Whitick was then hit by a 2016 Jeep Wrangler while trying to cross south on East 135th Street, according to police.

He was taken to Harlem Hospital but succumbed to his injuries Thursday, police and relatives said.

Relatives insisted it wasn’t one of the twins who threw the bottle at the vehicle.

“My grandson was not malicious like that,” Diane Samuel, 55, said. “He wasn’t throwing bottles. He didn’t do anything. He was just scared for his life. He’s only a kid. He didn’t know no better.”

The NYPD didn’t have any information on whether Whitick was being pursued when he was hit.

“Kayshawn was very talented,” his aunt remembered. “He was good at art. He was good at basketball. He was a good dancer. He was going to high school in September. Now he’s not gonna make it there.”

The 42-year-old female driver had a green light when she hit Whitick and had not been charged as of Monday, according to police.

Samuel said the intersection has long been dangerous for pedestrians.

“It’s a very dangerous corner, and it shouldn’t be,” she said. “They should have speed bumps.

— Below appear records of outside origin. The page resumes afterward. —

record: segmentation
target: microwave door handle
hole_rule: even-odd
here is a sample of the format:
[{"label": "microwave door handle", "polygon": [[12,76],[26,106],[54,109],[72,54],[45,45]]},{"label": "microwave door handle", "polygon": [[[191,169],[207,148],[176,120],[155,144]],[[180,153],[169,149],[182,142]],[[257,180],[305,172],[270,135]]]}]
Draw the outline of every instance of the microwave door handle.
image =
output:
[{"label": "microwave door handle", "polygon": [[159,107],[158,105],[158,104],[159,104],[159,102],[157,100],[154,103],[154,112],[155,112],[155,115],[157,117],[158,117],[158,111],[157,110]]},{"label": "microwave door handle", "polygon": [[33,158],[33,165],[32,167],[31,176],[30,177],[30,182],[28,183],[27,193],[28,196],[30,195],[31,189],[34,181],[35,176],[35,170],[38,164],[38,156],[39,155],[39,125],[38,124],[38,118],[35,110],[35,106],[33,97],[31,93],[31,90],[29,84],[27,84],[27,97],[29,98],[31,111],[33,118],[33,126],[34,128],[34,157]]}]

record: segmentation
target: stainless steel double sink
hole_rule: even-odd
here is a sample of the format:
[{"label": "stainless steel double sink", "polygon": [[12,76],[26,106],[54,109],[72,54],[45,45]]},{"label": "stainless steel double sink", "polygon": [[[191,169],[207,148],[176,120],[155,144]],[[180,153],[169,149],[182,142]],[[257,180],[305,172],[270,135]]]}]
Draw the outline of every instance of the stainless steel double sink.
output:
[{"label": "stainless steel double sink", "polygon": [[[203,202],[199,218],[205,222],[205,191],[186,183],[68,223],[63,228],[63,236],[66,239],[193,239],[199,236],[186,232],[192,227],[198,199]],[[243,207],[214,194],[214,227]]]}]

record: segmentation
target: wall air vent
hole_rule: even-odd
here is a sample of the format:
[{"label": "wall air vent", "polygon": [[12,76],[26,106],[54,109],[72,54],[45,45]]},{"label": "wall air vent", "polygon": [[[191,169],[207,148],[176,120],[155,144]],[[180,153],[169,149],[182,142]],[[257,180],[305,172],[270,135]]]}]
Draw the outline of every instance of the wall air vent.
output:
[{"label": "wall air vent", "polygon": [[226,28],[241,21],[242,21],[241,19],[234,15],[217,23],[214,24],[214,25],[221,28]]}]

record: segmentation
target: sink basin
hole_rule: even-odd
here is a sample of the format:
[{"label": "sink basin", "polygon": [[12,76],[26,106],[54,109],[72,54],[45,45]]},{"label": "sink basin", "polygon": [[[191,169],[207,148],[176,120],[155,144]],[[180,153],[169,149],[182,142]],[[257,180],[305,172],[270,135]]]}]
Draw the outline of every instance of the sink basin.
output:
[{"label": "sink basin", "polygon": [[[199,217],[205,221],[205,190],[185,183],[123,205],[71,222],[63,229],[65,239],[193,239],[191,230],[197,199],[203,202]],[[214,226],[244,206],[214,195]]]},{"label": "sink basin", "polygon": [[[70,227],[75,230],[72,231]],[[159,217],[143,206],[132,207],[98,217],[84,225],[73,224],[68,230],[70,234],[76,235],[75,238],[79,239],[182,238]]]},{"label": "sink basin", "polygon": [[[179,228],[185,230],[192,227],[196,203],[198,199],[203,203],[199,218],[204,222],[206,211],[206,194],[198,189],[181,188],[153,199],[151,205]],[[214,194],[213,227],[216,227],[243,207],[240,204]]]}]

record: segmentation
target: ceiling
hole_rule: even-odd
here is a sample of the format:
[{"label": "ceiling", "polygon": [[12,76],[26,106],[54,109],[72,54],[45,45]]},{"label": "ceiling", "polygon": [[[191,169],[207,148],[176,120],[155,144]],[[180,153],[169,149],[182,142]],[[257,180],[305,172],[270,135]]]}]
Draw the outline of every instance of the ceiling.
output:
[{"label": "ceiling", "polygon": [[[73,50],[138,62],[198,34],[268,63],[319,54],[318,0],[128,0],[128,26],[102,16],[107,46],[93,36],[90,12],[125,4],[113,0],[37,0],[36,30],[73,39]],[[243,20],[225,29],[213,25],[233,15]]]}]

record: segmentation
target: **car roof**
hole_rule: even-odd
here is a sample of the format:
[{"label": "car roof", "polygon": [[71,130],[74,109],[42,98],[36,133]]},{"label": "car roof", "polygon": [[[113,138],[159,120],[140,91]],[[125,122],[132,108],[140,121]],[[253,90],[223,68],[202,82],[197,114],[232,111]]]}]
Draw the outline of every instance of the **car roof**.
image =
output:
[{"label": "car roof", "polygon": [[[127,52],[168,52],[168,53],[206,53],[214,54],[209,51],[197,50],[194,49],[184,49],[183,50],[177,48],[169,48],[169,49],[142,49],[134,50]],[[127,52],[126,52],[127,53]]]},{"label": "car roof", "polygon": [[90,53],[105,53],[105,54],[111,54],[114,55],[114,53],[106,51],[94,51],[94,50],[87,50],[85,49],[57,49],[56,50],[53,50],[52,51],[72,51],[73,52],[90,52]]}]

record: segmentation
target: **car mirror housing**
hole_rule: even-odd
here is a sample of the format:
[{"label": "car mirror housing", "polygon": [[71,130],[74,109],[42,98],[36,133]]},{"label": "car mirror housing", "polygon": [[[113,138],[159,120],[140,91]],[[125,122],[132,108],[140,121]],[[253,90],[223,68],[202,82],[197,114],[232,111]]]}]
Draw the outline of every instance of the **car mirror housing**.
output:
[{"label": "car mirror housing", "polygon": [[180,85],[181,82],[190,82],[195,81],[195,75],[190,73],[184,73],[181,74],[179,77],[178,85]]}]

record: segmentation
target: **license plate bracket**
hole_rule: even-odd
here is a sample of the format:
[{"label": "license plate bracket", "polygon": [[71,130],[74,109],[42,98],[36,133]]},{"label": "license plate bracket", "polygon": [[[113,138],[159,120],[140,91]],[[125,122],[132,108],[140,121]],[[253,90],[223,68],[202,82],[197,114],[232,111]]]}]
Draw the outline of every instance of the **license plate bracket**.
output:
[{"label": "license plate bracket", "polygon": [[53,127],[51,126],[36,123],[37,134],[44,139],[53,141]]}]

They should have lights.”

She praised a good Samaritan who rendered first aid on her grandson as he lay motionless in the street.

“If that lady didn’t perform CPR, I wouldn’t have been able to even see him on a ventilator,” his grandmother said. “She didn’t know him, but she didn’t care who he was and she helped him.”

Kayshawn’s funeral will be held Friday morning in Inwood.

Samuel said she will press lawmakers about taking additional safety measures at the intersection.

“I’m not going to just sweep it under the rug,” she said. “I don’t want him to die in vain.”

As of the end of July, five people had been injured at the intersection so far this year, including one pedestrian and four motorists, the city's Vision Zero maps shows.